İsmail başkan sahanın ortasında savaş kazanmış komutan gibi bir oraya koşuyor, bir öbür tarafa, futbolcularını ve Rahmi hocayı kutluyordu. Sahanın içine kadar gelen hemşehrilerine sarılıyor; “Sağolun varolun, sizler olmasaydınız başaramazdık!” sözleriyle tebrikleri kabul ediyordu.

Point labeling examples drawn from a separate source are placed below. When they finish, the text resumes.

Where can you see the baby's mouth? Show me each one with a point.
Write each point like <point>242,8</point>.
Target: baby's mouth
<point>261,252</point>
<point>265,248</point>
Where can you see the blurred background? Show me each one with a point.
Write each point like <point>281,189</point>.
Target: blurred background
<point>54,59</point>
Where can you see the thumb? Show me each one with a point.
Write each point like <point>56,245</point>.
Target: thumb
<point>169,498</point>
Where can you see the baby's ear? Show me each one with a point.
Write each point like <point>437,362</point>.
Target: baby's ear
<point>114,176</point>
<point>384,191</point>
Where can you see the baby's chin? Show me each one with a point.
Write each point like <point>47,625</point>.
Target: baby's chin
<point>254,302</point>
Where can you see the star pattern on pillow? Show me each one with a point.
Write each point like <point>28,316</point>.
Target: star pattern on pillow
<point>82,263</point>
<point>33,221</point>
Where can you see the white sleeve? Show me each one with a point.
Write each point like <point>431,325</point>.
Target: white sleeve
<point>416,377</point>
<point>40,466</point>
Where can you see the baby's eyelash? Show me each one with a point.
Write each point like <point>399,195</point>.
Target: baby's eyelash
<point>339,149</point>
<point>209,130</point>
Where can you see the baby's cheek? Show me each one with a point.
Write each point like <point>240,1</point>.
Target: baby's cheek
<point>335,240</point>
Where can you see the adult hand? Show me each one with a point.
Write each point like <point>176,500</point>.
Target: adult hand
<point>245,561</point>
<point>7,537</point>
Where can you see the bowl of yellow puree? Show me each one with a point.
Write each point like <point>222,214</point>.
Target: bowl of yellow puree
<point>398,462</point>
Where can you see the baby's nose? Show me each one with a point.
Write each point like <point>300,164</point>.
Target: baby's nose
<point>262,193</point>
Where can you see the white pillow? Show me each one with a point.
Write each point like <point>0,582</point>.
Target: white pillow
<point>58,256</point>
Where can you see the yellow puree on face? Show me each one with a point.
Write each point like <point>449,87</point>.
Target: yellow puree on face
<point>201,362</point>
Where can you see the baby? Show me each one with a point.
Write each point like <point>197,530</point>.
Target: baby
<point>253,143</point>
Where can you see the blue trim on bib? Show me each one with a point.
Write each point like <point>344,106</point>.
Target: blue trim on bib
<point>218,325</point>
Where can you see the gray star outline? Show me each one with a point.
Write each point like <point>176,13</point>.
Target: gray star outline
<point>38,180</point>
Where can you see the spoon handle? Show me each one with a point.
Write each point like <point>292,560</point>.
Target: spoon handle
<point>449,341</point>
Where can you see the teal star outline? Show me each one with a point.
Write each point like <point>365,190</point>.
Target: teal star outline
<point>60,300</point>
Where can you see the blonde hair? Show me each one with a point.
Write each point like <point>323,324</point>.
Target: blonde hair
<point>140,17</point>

Ortalık sakinleşmiş, tebrikler sona ermiş; İsmail başkan, yöneticiler, futbolcular hep birlikte usul usul soyunma odasına doğru yol alırken arkadan kalabalığa doğru “Tebrikler başkan, tebrikler arkadaşlar” sesiyle herkes sesin geldiği yöne doğru döndü. Bu tebrik edeni bir kişi hariç kimse tanımadı, zayıf bir ses tonuyla “Sağolun sağolun” mırıldanır gibi verilen cevabı kimse duymadı bile. Ama İsmail başkan bu kişiye sarılarak “Allah razı olsun, sağ olasın Mehmet bey kardeşim, çok teşekkür ederim” dediğinde, kendisini tebrik eden Mehmet Çetinbulut ise “Aman başkan bu gençlere sahip çıkın, birlikteliğiniz bozulmaz inşallah” diyebildi sadece.

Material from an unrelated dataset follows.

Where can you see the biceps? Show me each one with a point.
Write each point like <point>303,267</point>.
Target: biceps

Daha sonra kulüp başkanlığını da alan İsmail Görgülü, uzun dönem antrenör olarak Cezmi Kolaş ile çalıştı. Ve yıllar yılı kovaladı, seneler 1993’ü gösterdiğinde 1951 doğumlu İsmail başkan 42 yaşında hakkın rahmetine kavuştu. Son yıllarında rahatsızlığı nedeniyle bastonla yürümesine rağmen bile Doğanhisarspor’u sahipsiz bırakmadı. Antrenmanda, Doğanhisar’daki maçlarda hatta deplasman maçlarına bile giderek takımı yalnız koymadı ve hep destekledi. Doğanhisarspor bu süre zarfında belki kayda değer aman aman bir başarısı olmadı ama yıllarca centilmence ilçesini temsil ederek, ilçe gençliğini; iyi ve ahlaklı insan olma yolunda topluma kazandırdı. (Bence en büyük başarıda bu olsa gerek!)
Doğanhisar gençliğine ve spora hizmet yolculuğunda katkılarından dolayı; ismi hâlâ Doğanhisar sokaklarında “Tuttuğunu koparan başkan” olarak zikredilen İsmail Görgülü başkana, Allah rahmet eylesin dileklerimizle geçte olsa teşekkür ederiz.